Piano Concerto No.1 in C, Op.15
Piano Concerto No.3 in C minor, Op.37
Emil Gilels (piano)
New Philharmonia Orchestra
Sir Adrian Boult
Recorded 1967 in Royal Festival Hall, London – on 10 July (No.1) and 13 July
Reviewed by: Colin Anderson
Reviewed: March 2011
CD No: ICA CLASSICS ICAC 5000
Duration: 70 minutes
There’s much to enjoy here despite a few rough moments from Emil Gilels (1916-85). These are, after all, recordings documenting the thrills and spills of concert performance. A fine sense of expectation marks out Sir Adrian Boult’s conducting of the introduction to the C major Piano Concerto, dynamics agreeably terraced. Gilels’s nonchalant but vital first entry develops a magisterial sense of time and space as well as a fine liveliness between pianist and venerable maestro (Boult was 78 at the time). One can sense the ‘point of his stick’ sculpting the orchestral commentary but also feeding-in Gilels’s input. The first movement is weighty, lucid and beguiling of phrase, with a particularly characterful contribution from woodwinds. The cadenza is one of Beethoven’s shorter efforts for this work (he wrote three, this one a creation with echoes of Domenico Scarlatti, whose sonatas Gilels played with particular sympathy), although it would have been fun to have heard Gilels tackle the outsize example. With a profound slow movement and an exuberant finale, the ‘jazz’ episode flies by with dexterity and puckish wit, this is a really engaging and pleasurable performance.

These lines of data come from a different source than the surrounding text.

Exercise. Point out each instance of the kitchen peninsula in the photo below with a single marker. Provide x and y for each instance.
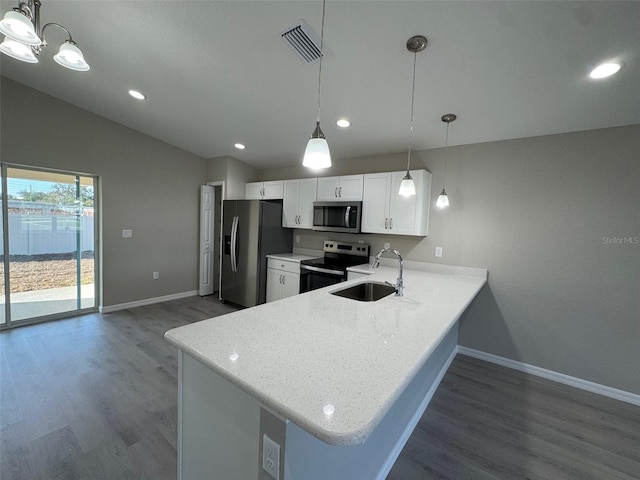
(339, 384)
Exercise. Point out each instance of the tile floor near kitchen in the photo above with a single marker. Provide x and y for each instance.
(95, 397)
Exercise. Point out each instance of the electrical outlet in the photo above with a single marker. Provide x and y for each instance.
(270, 457)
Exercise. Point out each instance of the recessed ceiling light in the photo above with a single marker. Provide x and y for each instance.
(605, 70)
(137, 95)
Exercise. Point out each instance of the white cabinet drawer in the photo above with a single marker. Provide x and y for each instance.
(284, 265)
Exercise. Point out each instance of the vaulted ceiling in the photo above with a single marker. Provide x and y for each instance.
(217, 72)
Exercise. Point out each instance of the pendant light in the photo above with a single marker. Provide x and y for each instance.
(316, 155)
(415, 44)
(25, 39)
(443, 199)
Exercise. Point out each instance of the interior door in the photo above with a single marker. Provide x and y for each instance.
(207, 219)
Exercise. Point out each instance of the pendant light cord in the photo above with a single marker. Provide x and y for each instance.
(413, 92)
(321, 55)
(446, 155)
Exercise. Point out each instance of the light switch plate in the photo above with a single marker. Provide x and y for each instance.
(270, 457)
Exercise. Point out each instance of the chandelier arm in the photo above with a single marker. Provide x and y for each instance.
(44, 42)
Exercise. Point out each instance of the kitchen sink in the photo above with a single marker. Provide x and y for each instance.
(366, 292)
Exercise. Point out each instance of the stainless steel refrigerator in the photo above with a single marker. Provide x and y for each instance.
(252, 229)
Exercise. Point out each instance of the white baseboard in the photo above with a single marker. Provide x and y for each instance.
(147, 301)
(610, 392)
(404, 438)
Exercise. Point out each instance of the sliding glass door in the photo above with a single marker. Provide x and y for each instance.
(48, 247)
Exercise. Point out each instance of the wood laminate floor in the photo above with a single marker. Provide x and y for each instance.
(95, 397)
(488, 422)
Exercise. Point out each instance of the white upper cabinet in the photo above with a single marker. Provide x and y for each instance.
(347, 188)
(263, 190)
(384, 211)
(297, 204)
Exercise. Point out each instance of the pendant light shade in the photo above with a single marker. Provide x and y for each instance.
(18, 27)
(443, 198)
(25, 38)
(71, 57)
(18, 50)
(407, 186)
(316, 155)
(414, 45)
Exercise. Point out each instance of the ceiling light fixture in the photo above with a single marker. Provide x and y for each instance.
(605, 70)
(317, 155)
(24, 38)
(137, 95)
(443, 198)
(414, 44)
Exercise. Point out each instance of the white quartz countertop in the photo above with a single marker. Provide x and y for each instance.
(314, 353)
(291, 257)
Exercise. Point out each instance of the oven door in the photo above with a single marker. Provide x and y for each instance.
(312, 278)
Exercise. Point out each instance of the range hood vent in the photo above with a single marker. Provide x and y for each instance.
(303, 41)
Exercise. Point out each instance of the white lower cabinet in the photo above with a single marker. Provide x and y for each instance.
(283, 279)
(384, 211)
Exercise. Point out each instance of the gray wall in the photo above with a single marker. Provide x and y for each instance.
(147, 185)
(537, 213)
(233, 172)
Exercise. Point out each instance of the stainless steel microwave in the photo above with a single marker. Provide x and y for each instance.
(342, 217)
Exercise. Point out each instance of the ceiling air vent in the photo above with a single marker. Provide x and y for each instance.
(303, 42)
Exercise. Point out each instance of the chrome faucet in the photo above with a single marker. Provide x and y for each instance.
(399, 286)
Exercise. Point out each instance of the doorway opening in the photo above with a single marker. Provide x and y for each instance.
(48, 264)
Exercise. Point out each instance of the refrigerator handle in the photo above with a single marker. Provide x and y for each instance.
(234, 244)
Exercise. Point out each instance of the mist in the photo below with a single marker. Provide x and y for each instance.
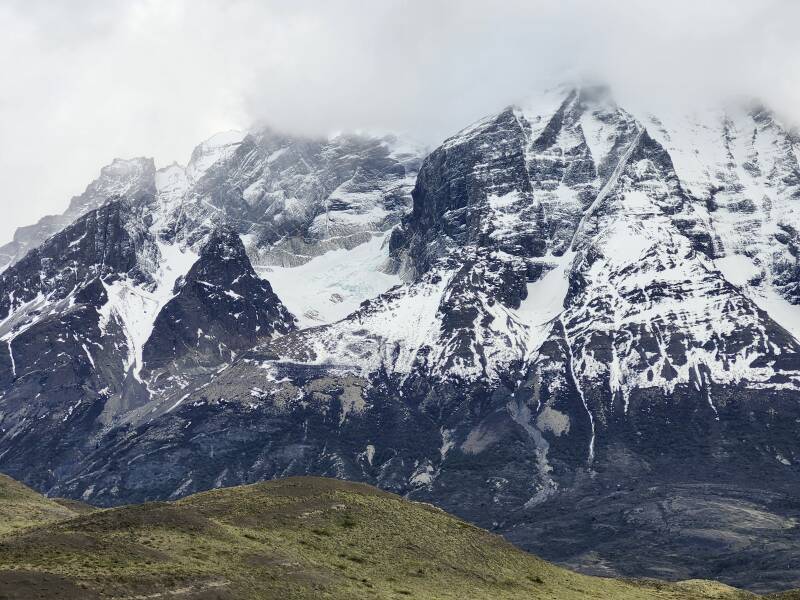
(90, 80)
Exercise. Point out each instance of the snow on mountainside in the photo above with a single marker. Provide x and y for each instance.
(565, 299)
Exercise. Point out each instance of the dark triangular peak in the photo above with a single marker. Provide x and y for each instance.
(220, 308)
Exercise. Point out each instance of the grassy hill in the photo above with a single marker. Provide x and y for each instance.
(298, 538)
(21, 507)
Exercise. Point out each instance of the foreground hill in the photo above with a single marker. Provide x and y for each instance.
(574, 323)
(293, 538)
(21, 507)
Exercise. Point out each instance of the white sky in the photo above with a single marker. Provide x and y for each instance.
(85, 81)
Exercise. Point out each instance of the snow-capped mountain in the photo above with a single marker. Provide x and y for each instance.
(583, 314)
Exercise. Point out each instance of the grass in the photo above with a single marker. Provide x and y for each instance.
(21, 507)
(298, 538)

Boult underlines the seriousness of the C minor Piano Concerto with a stately, rough-hewn and momentous exposition. Gilels’s response is gruff and declamatory. Moments of lyricism are sweet by comparison. Exchanges between piano and orchestra are voluble, Gilels refusing to manicure the music, Boult exposing some barbed expression. The cadenza is an outspoken corollary full of bold rhetoric; the return of the orchestra mysterious. Following a slow movement of intense song, the finale (the too-long gap before it might usefully have been closed-up) is daringly swift, too much so as some braking is needed, but poetic contrasts are well made, and Gilels finds an armoury of touch, and he flourishes the brief cadenza. The coda, potentially Beethoven at his most jocose, is here determined rather than good-humoured. Still, it’s a view, and certainly in-keeping with the interpretation as a whole.

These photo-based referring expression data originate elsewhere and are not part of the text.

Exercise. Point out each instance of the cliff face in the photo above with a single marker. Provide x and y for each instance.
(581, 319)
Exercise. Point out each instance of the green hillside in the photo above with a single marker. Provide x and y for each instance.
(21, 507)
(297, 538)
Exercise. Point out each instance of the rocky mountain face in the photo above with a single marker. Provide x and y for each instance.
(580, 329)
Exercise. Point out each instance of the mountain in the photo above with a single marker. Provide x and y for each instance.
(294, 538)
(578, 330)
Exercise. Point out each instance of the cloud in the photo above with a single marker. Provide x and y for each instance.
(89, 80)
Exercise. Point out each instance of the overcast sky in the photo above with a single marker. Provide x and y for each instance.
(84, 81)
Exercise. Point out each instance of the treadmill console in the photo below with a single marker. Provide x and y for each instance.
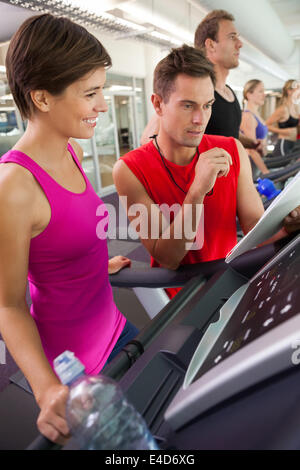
(255, 338)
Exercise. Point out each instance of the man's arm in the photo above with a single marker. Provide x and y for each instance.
(166, 247)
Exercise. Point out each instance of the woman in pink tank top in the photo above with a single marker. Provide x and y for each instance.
(56, 72)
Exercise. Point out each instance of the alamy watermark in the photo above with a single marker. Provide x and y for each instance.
(2, 352)
(296, 353)
(153, 223)
(296, 93)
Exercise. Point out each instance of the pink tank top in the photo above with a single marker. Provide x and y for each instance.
(72, 300)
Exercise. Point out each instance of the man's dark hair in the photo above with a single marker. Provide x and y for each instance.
(49, 53)
(183, 60)
(209, 27)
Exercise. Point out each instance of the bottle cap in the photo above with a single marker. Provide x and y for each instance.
(68, 367)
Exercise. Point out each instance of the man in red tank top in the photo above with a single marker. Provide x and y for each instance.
(188, 186)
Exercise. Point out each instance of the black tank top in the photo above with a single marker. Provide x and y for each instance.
(225, 118)
(291, 122)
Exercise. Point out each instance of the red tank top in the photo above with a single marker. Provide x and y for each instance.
(219, 208)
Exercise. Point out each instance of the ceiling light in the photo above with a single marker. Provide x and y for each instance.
(166, 38)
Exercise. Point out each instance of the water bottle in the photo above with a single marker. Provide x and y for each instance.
(267, 188)
(98, 414)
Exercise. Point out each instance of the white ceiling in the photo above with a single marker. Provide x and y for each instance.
(179, 19)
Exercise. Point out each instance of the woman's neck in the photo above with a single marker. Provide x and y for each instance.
(252, 107)
(46, 148)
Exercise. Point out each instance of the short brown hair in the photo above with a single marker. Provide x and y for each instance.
(209, 27)
(49, 53)
(183, 60)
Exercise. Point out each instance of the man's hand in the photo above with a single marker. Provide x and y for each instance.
(117, 263)
(292, 222)
(52, 418)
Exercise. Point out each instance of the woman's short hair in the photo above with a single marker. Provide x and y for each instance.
(182, 60)
(49, 53)
(286, 87)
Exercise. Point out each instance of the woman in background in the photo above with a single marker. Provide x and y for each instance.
(253, 125)
(284, 120)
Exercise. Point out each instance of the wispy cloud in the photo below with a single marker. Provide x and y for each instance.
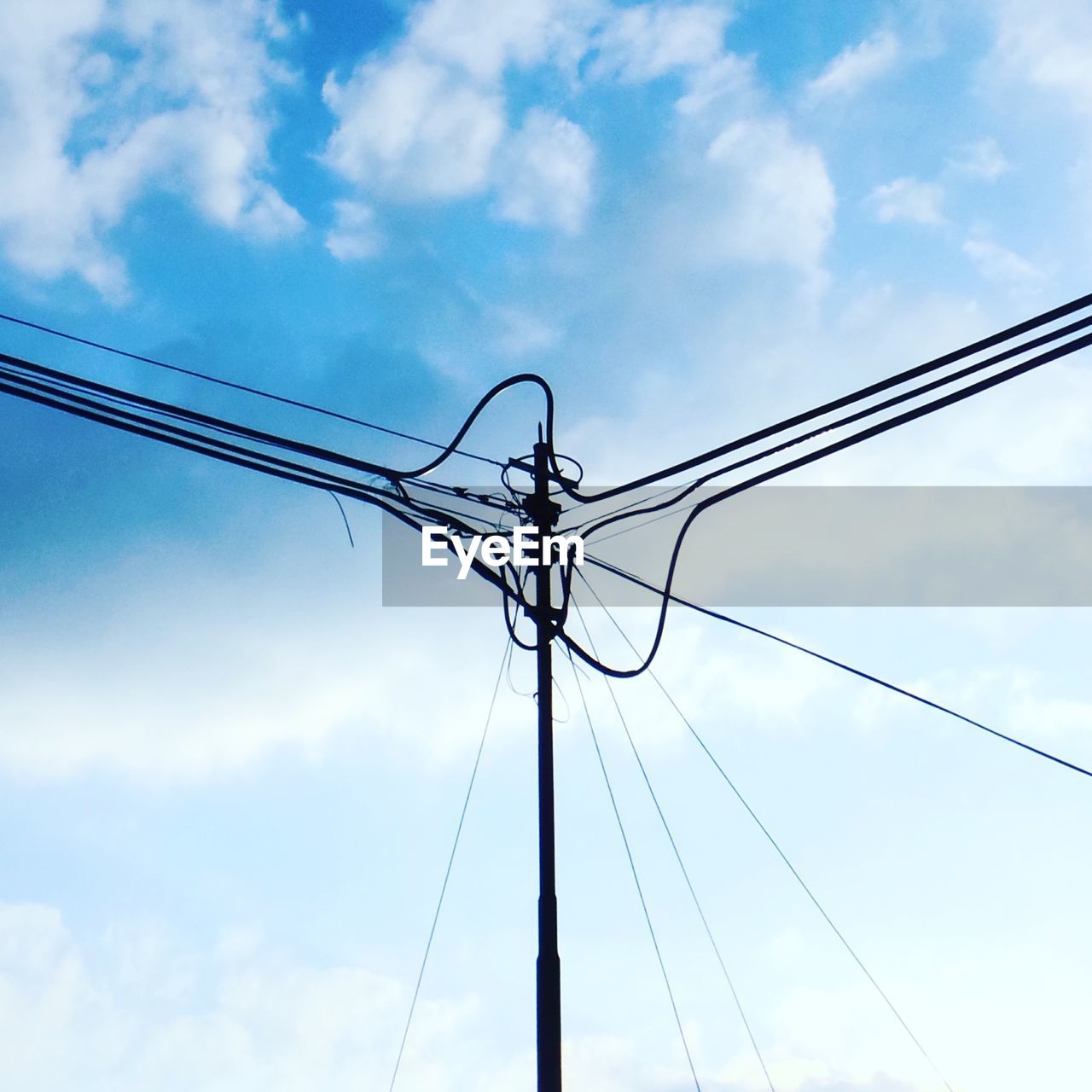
(183, 107)
(854, 68)
(908, 199)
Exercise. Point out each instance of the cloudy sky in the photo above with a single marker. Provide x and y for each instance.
(229, 779)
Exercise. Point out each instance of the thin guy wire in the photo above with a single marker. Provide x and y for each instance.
(678, 857)
(451, 861)
(709, 612)
(781, 853)
(632, 868)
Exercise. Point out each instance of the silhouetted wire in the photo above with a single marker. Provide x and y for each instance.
(341, 509)
(710, 613)
(810, 457)
(234, 455)
(876, 388)
(53, 375)
(451, 861)
(629, 511)
(68, 388)
(678, 855)
(206, 377)
(636, 881)
(781, 853)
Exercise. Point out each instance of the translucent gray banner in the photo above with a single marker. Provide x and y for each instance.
(812, 546)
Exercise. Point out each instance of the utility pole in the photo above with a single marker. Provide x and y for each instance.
(545, 512)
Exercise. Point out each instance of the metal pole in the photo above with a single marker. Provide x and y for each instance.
(549, 979)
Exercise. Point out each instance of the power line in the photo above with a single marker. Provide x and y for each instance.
(206, 377)
(628, 510)
(678, 857)
(636, 881)
(451, 861)
(709, 612)
(834, 404)
(811, 456)
(781, 853)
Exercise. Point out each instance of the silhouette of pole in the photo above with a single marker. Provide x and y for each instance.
(549, 978)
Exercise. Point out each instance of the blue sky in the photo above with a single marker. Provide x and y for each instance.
(229, 778)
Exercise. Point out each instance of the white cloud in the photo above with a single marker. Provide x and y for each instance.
(224, 686)
(241, 1017)
(413, 129)
(778, 199)
(545, 175)
(648, 41)
(1048, 45)
(982, 160)
(483, 38)
(189, 113)
(427, 119)
(997, 264)
(908, 199)
(854, 68)
(355, 234)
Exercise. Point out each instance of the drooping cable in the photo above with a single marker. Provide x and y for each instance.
(811, 456)
(206, 377)
(451, 861)
(877, 388)
(894, 688)
(678, 857)
(683, 490)
(781, 853)
(636, 881)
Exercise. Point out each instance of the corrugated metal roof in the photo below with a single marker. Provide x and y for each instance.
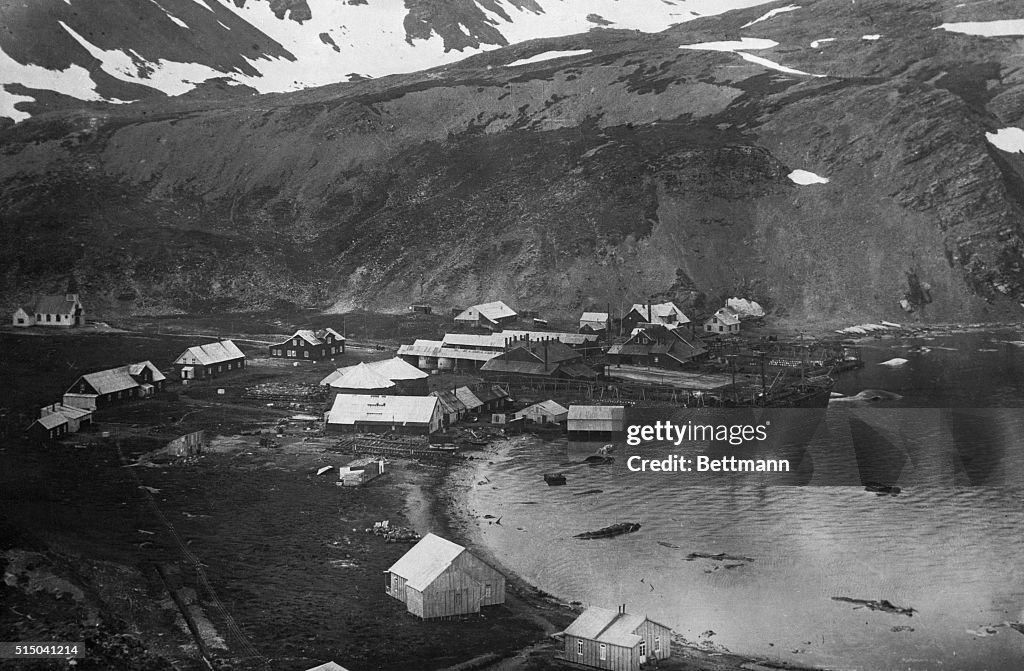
(605, 626)
(426, 560)
(111, 381)
(435, 348)
(549, 408)
(660, 311)
(449, 401)
(468, 399)
(360, 376)
(352, 408)
(212, 352)
(597, 412)
(51, 421)
(494, 310)
(396, 369)
(136, 369)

Despite conscientious re-mastering, the recording is only decent enough, being somewhat imbalanced at times and with some of the pitching suspect (due to a stretched tape, one imagines). But no matter: these are thoroughly enlivening performances emphasising Beethoven the (unvarnished) Romantic and documenting Gilels’s muscular and sensitive approach (some of his runs really glisten) and Boult’s great skills at accompanying. Gilels and Boult collaborated again the following year in concertos by Brahms and Tchaikovsky with the LSO – what chance that they too were recorded?